Neyse efendim sadede gelelim. Birkaç gün önce ailece izlediğimiz bir dizide evin kızı, yaşadığı hayatın yalanlarla dolu olduğunu fark edip sindiremediği bu duruma tepki göstermek için ailesine bir mektup bırakıyor ve evi terk ediyor. Eline küçük bir sırt çantası alıp bilinmez bir yolculuğa çıkıyor. Yolda giderken önünde bir araba duruyor. Arabadan, kötü niyetleri yüzlerinden okunan iki adam iniyor. Kıza yaklaşıp nereye gittiğini soruyorlar. Bu yoldan çok sık araba geçmediğini söyleyerek gideceği yere kadar götürebileceklerini ifade ediyorlar. Adamların jest ve mimikleri o kadar imalı ve iğrenç ki... Niyetlerini anlamamak için aptal olmak lazım. Ama kız o kadar saf ki bu adamları iyi niyetli sanıyor. Burada bir parantez açmak istiyorum.

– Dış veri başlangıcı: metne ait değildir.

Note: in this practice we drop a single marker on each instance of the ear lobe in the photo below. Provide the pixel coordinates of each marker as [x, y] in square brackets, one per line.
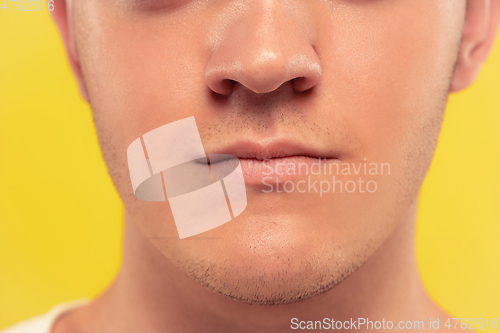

Diziyi izlerken artık kendimi nasıl kaptırmışsam, kızın çaresizliği yüreğime yumru oldu oturdu. Bir anda diğer kanepede oturan eşime dönmüş, istemsizce "Mahmut, neden bu kadar kötüsünüz?" demişim. "Demişim" diyorum. Çünkü bile isteye, tasarlanarak, planlanarak söylenmiş bir soru cümlesi değildi bu. Spontane gelişen, çaresizliğin ete kemiğe bürünmüş haliydi bu soru cümlesi. Işin ilginç tarafı eşim bu soruyu ne cevaplandırdı, ne de sorudan duyduğu rahatsızlığı ifade eden tek bir kelime söyledi. Genelleme yapmamam, bütün erkekleri dar ağacında sallamdırmamam lazımdı biliyorum. Ama bu tepki anlık ve en dürüst tepkiydi.
Son yıllarda her geçen gün artan ve önü alınamayan kadın cinayetlerine dikkat çekmek için böyle bir girizgâhta bulundum. Sırf boşanmak istediği için sokak ortasında eşini bıçaklayan, çocuklarının gözü önünde eşini öldüresiye döven, sığındığı baba evine baskın yapıp katliam yapan erkeklerin yaşadığı bir toplumda kadınlar olarak nefes almaya çalışıyoruz.
Sahi ne oldu bizim kavvam olan erkeklerimize? Hani mahallede bir vukuat çıkmasın diye sabaha kadar nöbet tutan, mahallenin kızlarına bacı gözüyle bakan, komşu çocuğunu kendi çocuğu gibi koruyup kollayan, karısının saçının teline zarar gelmesin diye kılı kırk yaran erkeklerimiz? Hani kadını emanet belleyen, dahası Allah'ın emaneti olarak üzerine titreyen, kırılıverecek bir kristali taşıyor gibi tetikte yaşayan erkeklerimiz? Nereye gittiler bilen var mı? Söyler misiniz kadını koruyup kollasın diye evlenilen erkekler, kadını kimlere karşı koruyup kollayacak? Evlenirken severek, aşık olarak evlenen bir kadın neden ısrarla boşanmak istiyor? Neden koşa koşa baba ocağına gidiyor? Neden daha bir yıl geçmeden Aile Mahkemesine başvurarak uzaklaştırma kararı alıyor? Çocuklarımızı oyun parkına yollarken niye kırk kere düşünüp vazgeçiyoruz? Kapımızın önünde oynayan çocuklarımızı neden sürekli kontrol etme gereği hissediyoruz? Çocuklarımızı neden komşuya bırakamıyoruz? Bu sorular sonsuza kadar uzar gider.
Narin olayının gölgesi hâlâ üzerimizdeyken, Fatih'te iki kadını öldürdükten sonra intihar eden genç olayı, kadın cinayetlerinin çözülmesi gereken en mühim sorun olduğunu haykıran olaylardan sadece bir tanesi. Allahu Teala'nın, kavvamlık vazifesini bihakkın yerine getirsin diye fıtratına yerleştirdiği gücü ve kuvveti, kendisine emanet olarak verilen zayıf, zarif, nazik, nazenin bir varlığa zulmederek kullanan, bunu da erkeklik sayan, hayvanlardaki merhametin zerresini taşımayan kişiler toplumdan tecrid edilmeli, yaptıkları yanlarına kalmamalıdır. Iki gün hapse atıp sonra dışarı çıkarma olayı caydırıcı değil özendirici bir cezadır. En kesin çözüm kısasa kısastır. Zira kısasta hayat vardır. Yaptıkları asla yanlarına kalmamalı, aynısıyla cezalandırılmalıdirlar. Yoksa daha nice Narinler, nice Aysenurlar, nice Ikballer kurban verilir.